Overcoming a personal financial crisis.
There are many ways we can choose to voluntarily create debt for ourselves. These include spending on credit cards, arranging finance to buy a new car and, of course, taking out a mortgage to buy your home.
We’ve come to accept these different forms of debt as an inevitable part of our lives. They are convenient as they allow us to pay for larger items in manageable chunks and, with the proper management, they don’t need to be a problem.
However, life is rarely straightforward. Regardless of how much you plan, the unexpected happens and you suddenly find yourself facing a personal financial crisis. What could you do to overcome this if it is happening to you?
The different causes of debt.
Unfortunately, finding yourself in more debt than you can comfortably handle is very easy and not always in your control.
You or a member of your family may have suffered a serious illness, your business suffers a downturn, your hours may have been cut or you’ve been faced with redundancy.

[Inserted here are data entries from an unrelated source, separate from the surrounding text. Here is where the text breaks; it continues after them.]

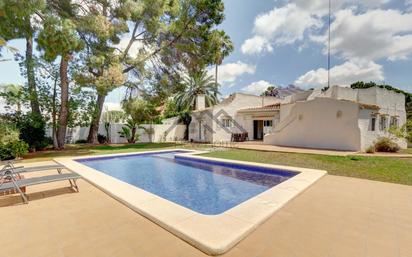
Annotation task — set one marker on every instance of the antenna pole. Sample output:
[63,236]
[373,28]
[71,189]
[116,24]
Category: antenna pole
[329,44]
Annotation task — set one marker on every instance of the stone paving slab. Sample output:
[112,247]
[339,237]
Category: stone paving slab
[337,216]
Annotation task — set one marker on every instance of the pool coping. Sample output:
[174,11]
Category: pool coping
[212,234]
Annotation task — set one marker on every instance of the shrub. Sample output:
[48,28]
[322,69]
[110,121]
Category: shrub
[32,130]
[370,149]
[385,144]
[102,139]
[47,141]
[8,133]
[13,150]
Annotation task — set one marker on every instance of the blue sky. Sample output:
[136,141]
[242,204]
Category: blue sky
[283,42]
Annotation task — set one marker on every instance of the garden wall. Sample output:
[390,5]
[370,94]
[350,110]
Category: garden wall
[162,133]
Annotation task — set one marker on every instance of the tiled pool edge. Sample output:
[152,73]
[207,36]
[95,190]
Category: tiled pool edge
[212,234]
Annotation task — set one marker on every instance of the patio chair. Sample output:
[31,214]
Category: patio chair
[8,173]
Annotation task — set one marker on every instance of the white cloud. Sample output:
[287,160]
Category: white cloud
[344,74]
[255,45]
[228,73]
[257,88]
[297,19]
[372,35]
[280,26]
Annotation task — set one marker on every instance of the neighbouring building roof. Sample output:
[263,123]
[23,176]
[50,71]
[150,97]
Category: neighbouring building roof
[369,106]
[271,107]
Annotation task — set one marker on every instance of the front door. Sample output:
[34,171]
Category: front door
[258,129]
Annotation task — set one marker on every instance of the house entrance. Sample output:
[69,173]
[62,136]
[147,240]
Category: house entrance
[260,128]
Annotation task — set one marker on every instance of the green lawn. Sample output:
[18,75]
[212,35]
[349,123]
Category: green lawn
[84,149]
[387,169]
[409,151]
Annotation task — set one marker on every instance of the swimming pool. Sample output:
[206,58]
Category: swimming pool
[210,203]
[204,187]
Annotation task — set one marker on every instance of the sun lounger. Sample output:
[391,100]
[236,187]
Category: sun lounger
[8,172]
[22,169]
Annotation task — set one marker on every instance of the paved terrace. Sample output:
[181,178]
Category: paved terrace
[336,217]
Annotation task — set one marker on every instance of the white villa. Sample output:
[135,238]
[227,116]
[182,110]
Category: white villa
[338,118]
[239,113]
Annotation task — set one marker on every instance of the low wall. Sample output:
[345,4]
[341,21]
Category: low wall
[322,123]
[162,133]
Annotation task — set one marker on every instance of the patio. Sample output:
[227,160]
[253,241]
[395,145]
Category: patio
[337,216]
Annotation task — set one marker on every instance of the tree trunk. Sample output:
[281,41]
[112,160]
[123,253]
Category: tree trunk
[31,82]
[94,126]
[54,125]
[64,98]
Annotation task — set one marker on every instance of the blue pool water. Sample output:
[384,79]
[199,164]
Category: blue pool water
[206,187]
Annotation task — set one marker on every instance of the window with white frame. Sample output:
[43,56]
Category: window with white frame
[267,123]
[394,122]
[227,123]
[383,123]
[372,126]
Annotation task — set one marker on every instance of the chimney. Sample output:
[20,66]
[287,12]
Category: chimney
[200,102]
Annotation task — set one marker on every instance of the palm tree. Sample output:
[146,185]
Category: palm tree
[225,47]
[197,83]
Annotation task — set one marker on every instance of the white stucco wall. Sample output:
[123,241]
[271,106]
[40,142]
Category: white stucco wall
[212,117]
[162,133]
[317,124]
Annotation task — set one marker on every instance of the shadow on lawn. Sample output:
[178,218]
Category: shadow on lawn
[87,149]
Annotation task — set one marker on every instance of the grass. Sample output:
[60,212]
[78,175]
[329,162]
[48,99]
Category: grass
[408,151]
[386,169]
[85,149]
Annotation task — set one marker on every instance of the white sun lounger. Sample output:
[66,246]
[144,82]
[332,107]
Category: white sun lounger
[8,172]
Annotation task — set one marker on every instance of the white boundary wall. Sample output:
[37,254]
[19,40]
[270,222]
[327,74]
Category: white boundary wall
[162,133]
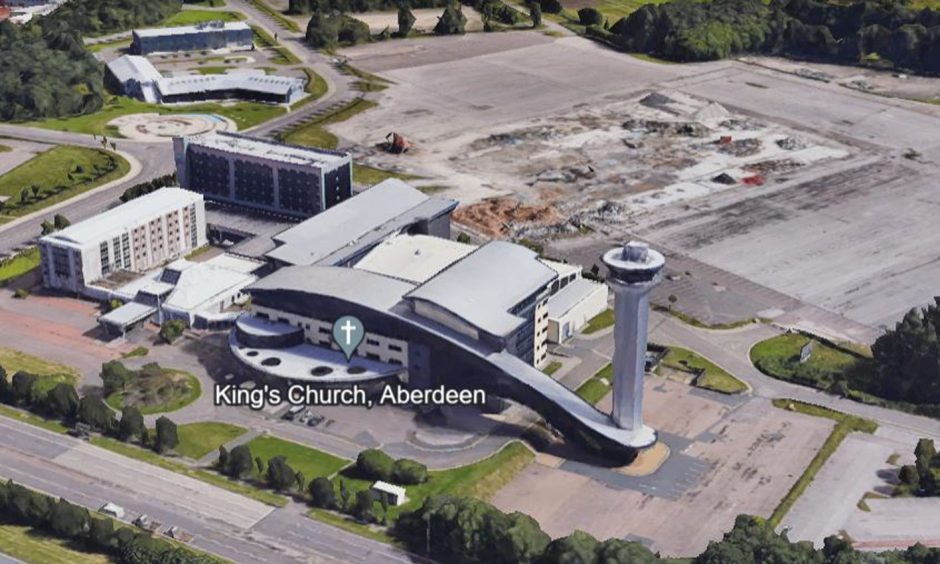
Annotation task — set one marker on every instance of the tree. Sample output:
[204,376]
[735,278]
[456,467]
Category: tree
[24,388]
[171,330]
[322,493]
[364,509]
[239,462]
[452,21]
[69,521]
[167,436]
[535,13]
[63,401]
[409,472]
[406,20]
[132,424]
[280,475]
[95,413]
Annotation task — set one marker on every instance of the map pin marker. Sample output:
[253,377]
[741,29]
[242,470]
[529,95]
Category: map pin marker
[348,333]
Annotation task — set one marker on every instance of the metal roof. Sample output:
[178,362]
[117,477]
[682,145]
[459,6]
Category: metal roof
[415,258]
[205,27]
[484,286]
[119,219]
[357,286]
[358,223]
[571,295]
[264,149]
[134,67]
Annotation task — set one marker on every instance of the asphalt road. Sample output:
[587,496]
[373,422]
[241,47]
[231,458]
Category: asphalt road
[151,160]
[66,467]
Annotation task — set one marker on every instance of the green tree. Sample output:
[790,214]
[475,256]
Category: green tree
[69,521]
[406,20]
[132,424]
[322,493]
[95,413]
[171,330]
[280,475]
[167,436]
[63,401]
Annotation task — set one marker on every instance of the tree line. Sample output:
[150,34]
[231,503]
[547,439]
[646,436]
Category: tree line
[887,32]
[95,533]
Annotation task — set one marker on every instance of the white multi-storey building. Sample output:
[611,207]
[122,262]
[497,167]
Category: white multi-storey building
[137,236]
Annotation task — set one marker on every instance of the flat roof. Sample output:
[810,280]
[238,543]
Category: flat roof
[486,284]
[415,258]
[357,223]
[264,149]
[120,218]
[571,295]
[268,84]
[205,27]
[362,287]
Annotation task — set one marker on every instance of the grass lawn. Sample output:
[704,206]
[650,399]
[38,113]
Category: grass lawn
[199,439]
[314,134]
[713,378]
[19,264]
[598,386]
[600,321]
[779,357]
[26,417]
[158,390]
[192,17]
[151,457]
[845,424]
[50,373]
[50,171]
[481,480]
[312,462]
[35,547]
[283,56]
[244,114]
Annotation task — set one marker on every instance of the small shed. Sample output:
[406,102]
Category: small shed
[396,494]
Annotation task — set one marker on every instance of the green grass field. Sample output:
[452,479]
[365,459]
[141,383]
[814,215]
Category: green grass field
[163,392]
[481,480]
[779,357]
[713,378]
[206,476]
[19,264]
[50,171]
[602,320]
[192,17]
[244,114]
[594,389]
[845,424]
[314,133]
[35,547]
[312,462]
[199,439]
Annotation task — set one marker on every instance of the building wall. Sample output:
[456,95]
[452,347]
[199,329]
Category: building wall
[208,38]
[285,188]
[137,248]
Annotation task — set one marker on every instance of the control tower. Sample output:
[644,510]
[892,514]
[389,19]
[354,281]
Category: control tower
[634,270]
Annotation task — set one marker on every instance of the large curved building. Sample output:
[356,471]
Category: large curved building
[476,324]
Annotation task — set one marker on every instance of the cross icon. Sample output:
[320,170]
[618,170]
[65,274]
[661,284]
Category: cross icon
[348,328]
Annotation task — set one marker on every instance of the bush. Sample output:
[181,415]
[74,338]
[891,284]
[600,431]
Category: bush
[375,464]
[590,16]
[409,472]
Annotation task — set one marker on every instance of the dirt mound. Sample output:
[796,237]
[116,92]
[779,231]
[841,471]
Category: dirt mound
[502,216]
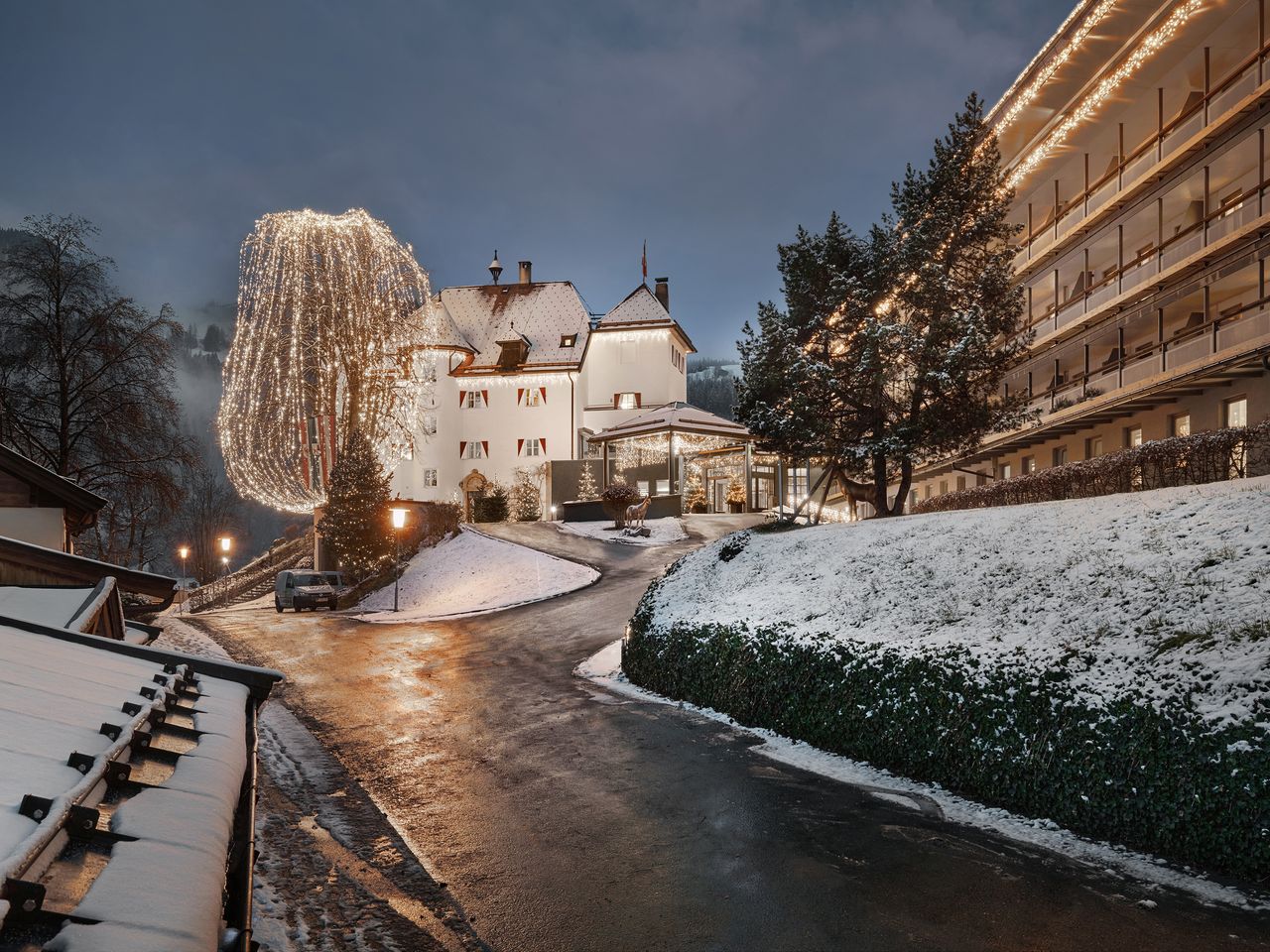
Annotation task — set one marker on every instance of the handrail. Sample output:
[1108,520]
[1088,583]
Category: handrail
[1152,141]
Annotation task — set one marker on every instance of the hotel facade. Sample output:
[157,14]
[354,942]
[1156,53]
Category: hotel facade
[1137,146]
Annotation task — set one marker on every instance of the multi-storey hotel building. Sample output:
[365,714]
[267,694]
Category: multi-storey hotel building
[1137,145]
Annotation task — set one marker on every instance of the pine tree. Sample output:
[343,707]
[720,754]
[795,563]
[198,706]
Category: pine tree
[587,488]
[892,348]
[492,504]
[356,520]
[526,504]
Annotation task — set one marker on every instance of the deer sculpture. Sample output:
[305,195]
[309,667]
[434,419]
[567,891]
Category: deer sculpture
[635,513]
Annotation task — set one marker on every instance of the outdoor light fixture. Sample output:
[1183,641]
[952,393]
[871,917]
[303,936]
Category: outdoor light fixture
[398,524]
[185,553]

If you are already a homeowner, interest rates and inflation may rapidly increase, your home falls into negative equity or you are unable to sell due to unforeseen circumstances. You may have had to bail out other family members who are struggling or alternatively, it could be that your own spending habits have crept up to exceed your income.
However the debt has been created, it’s never a comfortable feeling but, the good news is that it is never insurmountable either. The trick is not to bury your head in the sand and hope it will go away. Taking action is the only solution to bringing things back under control. However, beware as the type of action you take is crucial to improving your finances or making them much worse.
The temptation of short-term solutions.
Initially, many people turn to short-term or pay-day loans and overdrafts etc., to help buy some time and create a financial buffer. In some cases, these stop-gaps can offer an effective solution but for others, it’s a different story.
What was supposed to ease the problem can make it worse because of exceptionally high-interest rates and an inability to keep pace with the repayments. Missed payments and defaults can then affect your credit rating and suddenly, in the eyes of your bank, mortgage lender and other creditors, you have become an increased risk. The penalty for this is even more expensive loans in the future and, finally, refusal of further credit.
What are the consequences if you do nothing?
First of all, never ignore your finances. People who find themselves feeling overwhelmed by debt very often suffer sleepless nights or even illness. Avoidable stress is caused by refusing to open letters from the bank, credit companies or even the tax office and then worrying about what they might say. If this sounds familiar, at some point you’ll be faced with two choices:
- Take control yourself before facing legal consequences.
- Have control taken away and face legal consequences.
Taking control yourself could take the form of contacting an organisation that specialises in helping people overcome the debt challenge. These include:
As well as offering moral support, they can advise you about Debt Management Plans or other methods of reducing the amount of debt you have.
Taking control could also include contacting a professionally certified financial planner for advice on budgeting, saving and investments. If it’s advice you need on improving your credit rating or reducing your outgoings by remortgaging, speak to us here at Deal Direct on 0800 048 8828.
What steps can you take today to tackle debt?
Firstly, make your debts a priority and list the ones that will have the most serious impact if you don’t pay them. These include:
- your mortgage or rent
- tax, including VAT and council tax
- gas and electricity
- any fines from the courts
Secondly, make a list of your other debts that may include store or credit cards, unsecured personal loans and overdrafts.
Thirdly, assess any savings or investments you may have and consider using these to help pay your debts. Savings are always advisable; however, the interest rates earned on them are less than the interest rates charged on outstanding debt so use this money wisely.
Next, contact your creditors and tell them about your circumstances. If a company is in the business of loans or credit and they are reputable, they are also in the business of helping people through their financial difficulties. Don’t assume they won’t want to know because it’s good business practice to be as understanding as possible. The last thing they want is to lose your future business once you are back on your feet.
Taking back control.
Getting a clear picture of your finances is the best way to regain control. Having listed your debts, the next step on the path is to get a proper overview of your incomings and outgoings. Use your bank statement to total what you have coming in on a monthly basis versus what’s being spent.
Having this information can help you decide your next move.
It could be immediately obvious to you where unnecessary overspends are happening and how you can cut back. You can use this information to create a budget that helps to bring spending down. You could also shop around for better deals on everything from your mortgage and car insurance to your phone charges. It takes time but there are a number of services available to help you. With remortgages, for example, you could use our online calculator that would give you an idea of how much you could save within just a couple of minutes.
Having worked out your budget and where any savings can be made, you could then use this money to begin paying off your debts. Having paid your mortgage or rent, you can then turn your attention to your credit cards etc. Paying off the one with the least outstanding sum on it first will give you a psychological boost by quickly ticking that off your list.
The light at the end of the tunnel.
Options are always available and once you’ve come through the other side of debt, a good thing is that you can use what you’ve learned in the future. While expert advice and assistance are available to help you bounce back from financial adversity, you can continue to help yourself by shopping around, making sure your payments are made on time and keeping a watchful eye on your credit rating.